MORE RESEARCH NEEDED. Gencor Industries is a leading manufacturer of machinery used in the production of highway construction materials. The company’s core products include hot-mix asphalt plants, soil remediation plants and combustion systems. Its backlog has increased by 50% yoy from strong demand due to road work driven by the IIJA. Although trends seem favorable, more research needs to be done to evaluate supply chain risks and the scalability of the business given its complex and custom product offerings.

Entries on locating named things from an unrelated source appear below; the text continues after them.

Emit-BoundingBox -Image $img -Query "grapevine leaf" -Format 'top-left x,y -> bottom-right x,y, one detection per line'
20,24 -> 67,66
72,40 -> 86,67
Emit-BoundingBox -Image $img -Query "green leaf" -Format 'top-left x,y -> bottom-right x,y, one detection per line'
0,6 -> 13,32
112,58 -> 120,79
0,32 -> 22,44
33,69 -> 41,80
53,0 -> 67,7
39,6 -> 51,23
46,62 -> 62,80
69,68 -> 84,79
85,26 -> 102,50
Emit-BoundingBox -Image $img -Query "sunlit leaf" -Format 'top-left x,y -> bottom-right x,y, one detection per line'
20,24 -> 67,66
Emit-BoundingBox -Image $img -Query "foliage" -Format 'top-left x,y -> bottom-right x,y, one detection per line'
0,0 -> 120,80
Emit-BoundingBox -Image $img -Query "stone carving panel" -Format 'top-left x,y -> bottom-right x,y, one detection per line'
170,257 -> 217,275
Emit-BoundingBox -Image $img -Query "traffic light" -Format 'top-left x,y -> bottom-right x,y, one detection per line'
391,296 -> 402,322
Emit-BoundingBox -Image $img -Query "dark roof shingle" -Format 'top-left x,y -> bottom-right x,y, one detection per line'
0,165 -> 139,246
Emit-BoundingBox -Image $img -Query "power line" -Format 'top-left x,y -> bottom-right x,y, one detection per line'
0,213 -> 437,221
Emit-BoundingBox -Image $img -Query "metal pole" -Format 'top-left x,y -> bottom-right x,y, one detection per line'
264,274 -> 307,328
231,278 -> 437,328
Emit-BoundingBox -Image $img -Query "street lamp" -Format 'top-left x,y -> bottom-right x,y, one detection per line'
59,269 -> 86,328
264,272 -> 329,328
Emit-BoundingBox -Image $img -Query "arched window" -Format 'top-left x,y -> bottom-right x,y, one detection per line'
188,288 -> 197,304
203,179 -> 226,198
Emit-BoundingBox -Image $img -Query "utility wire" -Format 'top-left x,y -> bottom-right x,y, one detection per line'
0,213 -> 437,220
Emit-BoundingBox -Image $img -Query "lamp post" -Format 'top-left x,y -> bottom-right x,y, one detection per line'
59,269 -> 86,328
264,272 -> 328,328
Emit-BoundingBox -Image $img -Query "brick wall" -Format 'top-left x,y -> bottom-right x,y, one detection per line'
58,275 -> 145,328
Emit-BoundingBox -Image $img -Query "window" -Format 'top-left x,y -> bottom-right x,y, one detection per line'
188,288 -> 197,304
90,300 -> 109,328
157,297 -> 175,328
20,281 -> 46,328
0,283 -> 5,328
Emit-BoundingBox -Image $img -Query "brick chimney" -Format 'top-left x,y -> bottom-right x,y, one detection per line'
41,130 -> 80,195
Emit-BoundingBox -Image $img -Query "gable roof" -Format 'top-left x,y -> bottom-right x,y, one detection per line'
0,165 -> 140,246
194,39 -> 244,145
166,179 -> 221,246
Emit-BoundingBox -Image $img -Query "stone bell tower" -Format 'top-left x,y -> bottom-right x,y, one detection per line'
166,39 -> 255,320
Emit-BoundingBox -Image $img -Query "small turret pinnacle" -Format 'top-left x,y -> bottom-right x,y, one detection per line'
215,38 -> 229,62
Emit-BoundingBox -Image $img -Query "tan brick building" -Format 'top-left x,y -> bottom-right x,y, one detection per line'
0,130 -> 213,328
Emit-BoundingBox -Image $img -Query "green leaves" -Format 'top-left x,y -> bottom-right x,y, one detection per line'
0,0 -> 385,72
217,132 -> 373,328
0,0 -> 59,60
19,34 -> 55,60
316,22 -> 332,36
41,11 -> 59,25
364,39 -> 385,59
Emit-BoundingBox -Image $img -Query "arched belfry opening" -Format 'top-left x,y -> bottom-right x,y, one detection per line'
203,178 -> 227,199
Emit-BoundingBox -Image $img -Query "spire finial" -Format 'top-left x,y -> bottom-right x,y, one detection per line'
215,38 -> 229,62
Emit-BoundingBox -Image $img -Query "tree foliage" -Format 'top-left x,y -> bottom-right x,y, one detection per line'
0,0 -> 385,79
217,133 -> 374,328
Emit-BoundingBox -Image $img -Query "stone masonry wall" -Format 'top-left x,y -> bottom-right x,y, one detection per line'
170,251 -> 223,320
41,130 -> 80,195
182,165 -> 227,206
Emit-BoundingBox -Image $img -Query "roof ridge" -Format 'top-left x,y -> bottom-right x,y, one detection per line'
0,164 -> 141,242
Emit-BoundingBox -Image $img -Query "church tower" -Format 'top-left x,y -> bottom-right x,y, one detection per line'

Intellicheck Inc (NAS:IDN) — mrkt cap $66mm; Price $3.39; EV/EBITDA NA

PASS. IDN provides digital and physical identity validation solutions for various sectors including financial services, retail, and law enforcement. Around 2018, when CEO Bryan Lewis took the helm, the company drastically shifted their go-to-market strategy away from selling to bars and liquor shops. Competitors generally have an increased suite of security offerings, but Intellicheck’s competitive advantage appears to be an industry-leading fraud detection rate of 99.9%. More work needs to be done on why this cannot be replicated, but it appears they have long-standing relationships with state authorities and have a unique understanding of barcode formats. The company is close to cash-flow neutral and has recently undergone widescale changes to its sales force. Although there are definitely areas of the tech we like, this appears to be a company that is experiencing a high degree of flux regarding its operations and the efficacy of its sales strategy. We will wait for more clarity before proceeding.